Stalking.—A Scout has to be sharp at seeing things if she is going to be any good as a Scout. She has to notice every little track and every little sign, and it is this studying of tracks and following them out and finding out their meaning which we include under the name of stalking. For instance, if you want to find a bird’s-nest you have to stalk. That is to say, you watch a bird flying into a bush and guess where its nest is, and follow it up and find the nest. With some birds it is a most difficult thing to find their nests; take, for instance, the skylark or the snipe. But those who know the birds, especially the snipe, will recognise their call. The snipe when she is alarmed gives quite a different call from when she is happy and flying about. She has a particular call when she has young ones about. So that those who have watched and listened and know her call when they hear it know pretty well where the young ones are or where the nest is and so on.

A few tracks which you may see some day.

Tracking.—The native hunters in most wild countries follow their game by watching for tracks on the ground, and they become so expert at seeing the slightest sign of a footmark on the ground that they can follow up their prey when an ordinary civilized man can see no sign whatever. But the great reason for looking for signs and tracks is that from these you can read a meaning. It is exactly like reading a book.
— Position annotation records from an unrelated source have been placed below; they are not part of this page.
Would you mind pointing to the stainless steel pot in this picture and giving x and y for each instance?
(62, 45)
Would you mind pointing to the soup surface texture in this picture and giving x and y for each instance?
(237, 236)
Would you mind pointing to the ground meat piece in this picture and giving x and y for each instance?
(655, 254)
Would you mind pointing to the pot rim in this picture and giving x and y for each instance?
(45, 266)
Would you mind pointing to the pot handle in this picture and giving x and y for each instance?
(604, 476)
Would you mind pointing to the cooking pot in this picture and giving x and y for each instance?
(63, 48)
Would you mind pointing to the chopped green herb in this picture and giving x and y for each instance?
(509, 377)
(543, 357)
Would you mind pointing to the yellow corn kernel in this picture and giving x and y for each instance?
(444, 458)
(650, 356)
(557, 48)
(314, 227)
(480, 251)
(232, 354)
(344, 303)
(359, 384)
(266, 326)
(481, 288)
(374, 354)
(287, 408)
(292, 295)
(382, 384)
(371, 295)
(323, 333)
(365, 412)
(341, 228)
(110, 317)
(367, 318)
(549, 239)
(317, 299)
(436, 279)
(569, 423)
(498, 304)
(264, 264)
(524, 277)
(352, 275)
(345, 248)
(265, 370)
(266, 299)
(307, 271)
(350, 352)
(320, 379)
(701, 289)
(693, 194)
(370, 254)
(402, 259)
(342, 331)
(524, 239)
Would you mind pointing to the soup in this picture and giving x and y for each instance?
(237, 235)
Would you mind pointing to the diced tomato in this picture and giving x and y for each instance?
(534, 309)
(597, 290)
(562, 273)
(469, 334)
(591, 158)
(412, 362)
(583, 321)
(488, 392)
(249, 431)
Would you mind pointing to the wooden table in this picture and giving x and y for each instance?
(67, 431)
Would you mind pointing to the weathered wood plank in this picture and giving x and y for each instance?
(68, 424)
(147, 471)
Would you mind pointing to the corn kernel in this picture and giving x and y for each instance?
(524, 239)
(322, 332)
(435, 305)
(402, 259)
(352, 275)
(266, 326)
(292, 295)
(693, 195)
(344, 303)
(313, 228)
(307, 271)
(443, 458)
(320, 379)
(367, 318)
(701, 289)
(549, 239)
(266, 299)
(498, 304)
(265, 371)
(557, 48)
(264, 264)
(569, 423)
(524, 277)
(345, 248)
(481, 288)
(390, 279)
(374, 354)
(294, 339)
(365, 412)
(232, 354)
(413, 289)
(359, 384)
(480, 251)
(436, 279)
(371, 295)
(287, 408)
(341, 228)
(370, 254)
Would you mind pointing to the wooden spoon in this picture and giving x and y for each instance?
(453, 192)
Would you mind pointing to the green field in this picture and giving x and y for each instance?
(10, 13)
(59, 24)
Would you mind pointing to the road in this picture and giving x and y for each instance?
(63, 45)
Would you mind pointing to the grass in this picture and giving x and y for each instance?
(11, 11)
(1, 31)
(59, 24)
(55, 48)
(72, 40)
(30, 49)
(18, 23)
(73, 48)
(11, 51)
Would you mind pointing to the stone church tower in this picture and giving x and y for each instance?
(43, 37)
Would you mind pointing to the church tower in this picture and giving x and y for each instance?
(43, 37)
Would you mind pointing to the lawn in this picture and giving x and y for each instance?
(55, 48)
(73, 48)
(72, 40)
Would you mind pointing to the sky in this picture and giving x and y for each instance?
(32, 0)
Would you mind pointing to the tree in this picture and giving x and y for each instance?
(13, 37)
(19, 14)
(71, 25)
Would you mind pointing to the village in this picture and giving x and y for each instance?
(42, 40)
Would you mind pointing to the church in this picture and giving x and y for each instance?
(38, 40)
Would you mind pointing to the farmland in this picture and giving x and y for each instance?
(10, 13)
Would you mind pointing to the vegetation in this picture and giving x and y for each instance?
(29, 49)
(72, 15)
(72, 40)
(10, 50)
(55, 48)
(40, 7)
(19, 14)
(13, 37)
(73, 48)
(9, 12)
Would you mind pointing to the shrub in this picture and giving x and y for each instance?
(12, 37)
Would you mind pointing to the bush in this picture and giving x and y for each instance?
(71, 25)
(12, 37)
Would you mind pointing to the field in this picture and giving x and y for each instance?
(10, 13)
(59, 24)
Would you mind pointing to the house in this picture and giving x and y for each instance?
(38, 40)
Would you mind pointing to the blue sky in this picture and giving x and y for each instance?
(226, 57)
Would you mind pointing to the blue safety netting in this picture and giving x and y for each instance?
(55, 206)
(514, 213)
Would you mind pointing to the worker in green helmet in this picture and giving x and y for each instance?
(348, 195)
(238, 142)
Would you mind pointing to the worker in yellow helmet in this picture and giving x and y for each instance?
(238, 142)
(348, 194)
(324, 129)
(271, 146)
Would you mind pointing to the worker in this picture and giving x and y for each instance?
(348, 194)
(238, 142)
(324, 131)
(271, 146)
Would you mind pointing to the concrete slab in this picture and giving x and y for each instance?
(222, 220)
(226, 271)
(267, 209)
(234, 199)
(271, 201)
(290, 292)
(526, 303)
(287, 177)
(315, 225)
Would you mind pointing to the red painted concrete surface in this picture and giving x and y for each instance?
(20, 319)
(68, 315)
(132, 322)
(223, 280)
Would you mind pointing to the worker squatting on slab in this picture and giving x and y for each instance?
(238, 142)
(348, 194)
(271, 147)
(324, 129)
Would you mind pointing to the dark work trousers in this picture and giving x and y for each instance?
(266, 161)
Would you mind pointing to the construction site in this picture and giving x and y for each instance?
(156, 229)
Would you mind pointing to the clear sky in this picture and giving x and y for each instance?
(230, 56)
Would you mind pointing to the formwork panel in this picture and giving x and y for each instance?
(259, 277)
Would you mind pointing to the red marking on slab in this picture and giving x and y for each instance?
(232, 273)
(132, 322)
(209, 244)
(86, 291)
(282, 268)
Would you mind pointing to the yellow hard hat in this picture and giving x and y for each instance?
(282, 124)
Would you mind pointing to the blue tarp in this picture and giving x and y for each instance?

You will see the different letters, each letter combining to make a word, and the words then make sense; and there are also commas and full-stops and colons; all of these alter the meaning of the sense. They are all little signs which one who is practised and has learnt reading makes into sense at once, whereas a savage who has never learned could make no sense of it at all. And so it is with tracking.

Reading Signs.—As you know a soldier Scout in war can only get his information about the enemy by watching for the smallest signs both on the ground and in the far distance. In the war of Texas against Mexico in the last century, it was very important that the general commanding the Mexican Army should be captured when the defeat of that army was accomplished by the Texans. He had disappeared; but some of the Scouts of the Texan force were out scouting for the enemy when they saw in the distance some deer were suddenly startled by something they could not see and ran away. The Texan Scouts were at once suspicious, and went to the spot as fast as they could. There they found a soldier of the Mexicans evidently trying to escape. When they caught him and opened his tunic they found underneath he was wearing a silk shirt, which was not usual with a private in the Army. They took him to Headquarters, and there found that he was the Commander-in-Chief of the Mexican Army, trying to escape disguised as a soldier. And had it not been that they had noticed the deer being startled, it is probable that they would not have caught him.

Sherlock Holmesing.—In just the same way detectives, when they are following up a crime, have to act on the very smallest clues, and if they did not use their wits and notice these the criminal would probably escape.

Well, I want Girl Scouts to learn to be almost like detectives in their sharpness in noticing small signs and reading the meaning of them, not merely for the purpose of studying animals and birds, but also for studying their human fellow creatures.

It is by noticing small signs of distress or poverty in people that you can often help them in the best way. Generally those people who most need help are the ones who hide their distress; and if you are clever and notice little signs such as unhappiness, you can then give them or offer them help in some way or other. In this way you learn sympathy for fellow-creatures—not merely to be a friend of animals, but also to be a friend of your fellow-men in this world; and that again is carrying out the Girl Scout Law of helping others and being friendly to all.

Nature in the City.—This noticing of small things, especially in animal life, not only gives you great interest, but it also gives you great fun and enjoyment in life. Even if you live in a city you can do a certain amount of observation of birds and animals. You would think there is not much fun to be got out of it in a city, and yet if you begin to notice and know all about the sparrows you begin to find there is a great deal of character and amusement to be got out of them, by watching their ways and habits, their nesting, and their way of teaching their young ones to fly.

Dissecting.—If you go to the butcher’s and get him to give you a sheep’s foot and you carefully open it up with a sharp penknife you will see how wonderfully every bone and joint and sinew is made and fitted into the machine which enables the foot to move and the sheep to get along. Then, if you think it out, you know that if you go away across the sea to the other end of the world, to Australia or New Zealand, and take a sheep’s foot there and dissect it in the same way you find it exactly and identically the same over there as it is here. God’s work is the same all over the world. People don’t notice these things and don’t think about them as a rule, and when you begin to think it out you begin to see what a wonderful work it is of God’s, who made all these different animals in their own form, all alike, and yet so different from the other kind of animals, fishes, or birds. You begin to realise then what a wonderful Creator has made the world and all that is in it.